A Sneak Peek Inside Lance Armstrong's New House
First off, we'd like to retract something. Disgraced cyclist Lance Armstrong did not—we repeat, did not—sell his 7,800-square-foot Austin mansion to pay his legal bills. No, our retraction isn't the result of Armstrong leaving us threatening voicemails or sicking his lawyers on us for making false claims (he's managed to tame his inner bulldog, it seems). Instead, it comes as the result of an Austin American-Statesman article that says Armstrong went out and bought himself another sprawling mansion—this one for $4.34 million, and the deal went down in cold, hard cash.
It's a lovely place, really, but an odd purchase for someone who's wallowing in a quagmire of lawsuits. "It's unclear why Armstrong suddenly began flipping real estate," writes the Statesman. "He is facing several multi-million-dollar lawsuits as a result of his confession to extensive use of performance-enhancing drugs throughout his record-setting career." In fact, according to our recent tally, Amrstrong is potentially liable for a combined $140 million from at least six lawsuits. And that doesn’t count his lawyers’ fees. Among those suits:
• A Dallas promotions company is seeking repayment of $12 million in Tour de France bonuses.
• A Nebraska insurance company is suing for another $3 million in Tour winnings.
• The Justice Department is seeking triple damages on $40 million it alleges he and his management team defrauded from the government while riding on the U.S. Postal Service team. The total lawsuit is for $120 million, though Tailwind Sports and team manager Johan Bruyneel are co-defendants with Armstrong, and will likely be responsible for part of the settlement.

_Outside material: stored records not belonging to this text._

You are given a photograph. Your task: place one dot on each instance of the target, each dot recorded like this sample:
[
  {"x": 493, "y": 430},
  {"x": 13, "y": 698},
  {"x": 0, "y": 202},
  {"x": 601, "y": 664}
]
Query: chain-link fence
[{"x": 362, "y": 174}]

But that's his business, right? Nevertheless, our natural curiosity, which borders on the voyeuristic, has gotten the better of us. What kind of place did Lance buy? It looks like a playground. From Eric Estate, the website of Austin-area real estate agent Eric Hegwer:
There are 5 bedrooms, and 8 bathrooms on 5 levels, a pool, a boathouse, even a 200 foot suspension bridge on 3.6 acres. All in all you get 4 buildings, just minutes away from downtown Austin in a private gated community.
The main home is peaceful. I’ve actually been in this house, and it is very tranquil. The previous owners told me that it was inspired by monasteries in Europe. And the inspiration comes through. Even though a lot of the materials are hard – stone, concrete, and metal, it doesn’t feel like it when you are inside. The house is exceptionally modern, but blends seamlessly with its environment. It feels warm and inviting, not cold and sterile.

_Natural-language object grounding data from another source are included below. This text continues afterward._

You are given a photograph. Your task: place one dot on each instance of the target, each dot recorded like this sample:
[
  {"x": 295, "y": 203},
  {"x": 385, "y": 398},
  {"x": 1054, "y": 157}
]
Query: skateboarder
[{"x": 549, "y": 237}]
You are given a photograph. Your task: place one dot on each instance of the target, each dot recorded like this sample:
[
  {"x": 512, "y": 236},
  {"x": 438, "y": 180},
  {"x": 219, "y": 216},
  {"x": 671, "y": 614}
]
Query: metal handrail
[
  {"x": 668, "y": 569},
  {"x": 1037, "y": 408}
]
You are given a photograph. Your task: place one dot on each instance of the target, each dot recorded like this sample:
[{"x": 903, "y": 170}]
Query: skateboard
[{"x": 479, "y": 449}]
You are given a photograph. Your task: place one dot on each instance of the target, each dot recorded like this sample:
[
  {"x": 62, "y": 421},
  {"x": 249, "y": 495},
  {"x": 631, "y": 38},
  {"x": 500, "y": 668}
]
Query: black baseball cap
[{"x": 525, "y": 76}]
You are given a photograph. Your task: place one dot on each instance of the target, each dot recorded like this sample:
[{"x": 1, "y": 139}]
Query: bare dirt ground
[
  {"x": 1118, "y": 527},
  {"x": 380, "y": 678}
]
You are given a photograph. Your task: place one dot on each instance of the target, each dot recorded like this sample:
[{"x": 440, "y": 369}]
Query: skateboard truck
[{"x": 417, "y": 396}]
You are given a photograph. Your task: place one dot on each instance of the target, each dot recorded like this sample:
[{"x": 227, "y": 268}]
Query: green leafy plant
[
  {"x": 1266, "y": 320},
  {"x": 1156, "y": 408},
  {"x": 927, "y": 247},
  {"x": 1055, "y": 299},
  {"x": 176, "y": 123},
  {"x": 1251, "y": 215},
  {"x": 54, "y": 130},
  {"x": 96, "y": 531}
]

There is a music room, lots of bedrooms, an art gallery, and an artists studio. Inside the master suite is a large bathroom with soaking tub, balcony, and separate his and hers dressing areas.

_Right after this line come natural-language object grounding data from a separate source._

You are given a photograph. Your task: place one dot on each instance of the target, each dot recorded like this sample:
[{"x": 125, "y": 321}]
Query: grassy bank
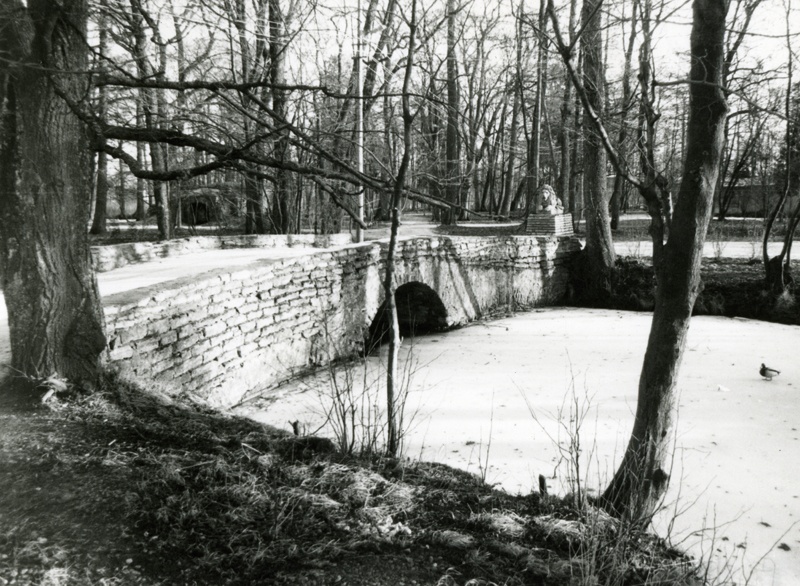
[{"x": 127, "y": 486}]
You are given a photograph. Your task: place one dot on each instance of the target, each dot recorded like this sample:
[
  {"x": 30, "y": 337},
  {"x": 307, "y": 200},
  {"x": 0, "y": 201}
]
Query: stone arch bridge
[{"x": 224, "y": 333}]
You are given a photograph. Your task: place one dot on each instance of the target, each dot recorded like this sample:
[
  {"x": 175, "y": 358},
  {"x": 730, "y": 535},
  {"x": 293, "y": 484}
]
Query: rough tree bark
[
  {"x": 643, "y": 474},
  {"x": 452, "y": 146},
  {"x": 54, "y": 312},
  {"x": 599, "y": 252},
  {"x": 393, "y": 433}
]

The kitchen is functional, with lots of storage. The house is designed in such a way that you can easily entertain an intimate group of 6 or a party of 60+.
The second structure is a guest house located next to the large lap pool and hot tub. There is a wine cellar, and a 2nd media room as well. In addition there is a large cabana with a wet bar, and a large covered terrace.
The third building has an indoor sports court, a soundproofed media or recording studio, and an office flooded with natural light.
Finally the fourth structure is an award winning boathouse that is reached by a 200 foot suspension bridge that was flown in by helicopter and spans a nature preserve. The two story building has a screened in porch, outdoor shower, and a wet bar with a fridge.
The garage houses 2 cars, and has a garden room on the lower level, and a woodworking shop on the 2nd floor.
Sounds like a paradise, if you ask us. There was a time, after Armstrong's admission, some criminal charges led pundits to wonder whether he was headed to the Big House, but we don't think this is what they meant. Either way, we really like Lance's new digs, and hope they give him peace of mind between his numerous upcoming court appearances.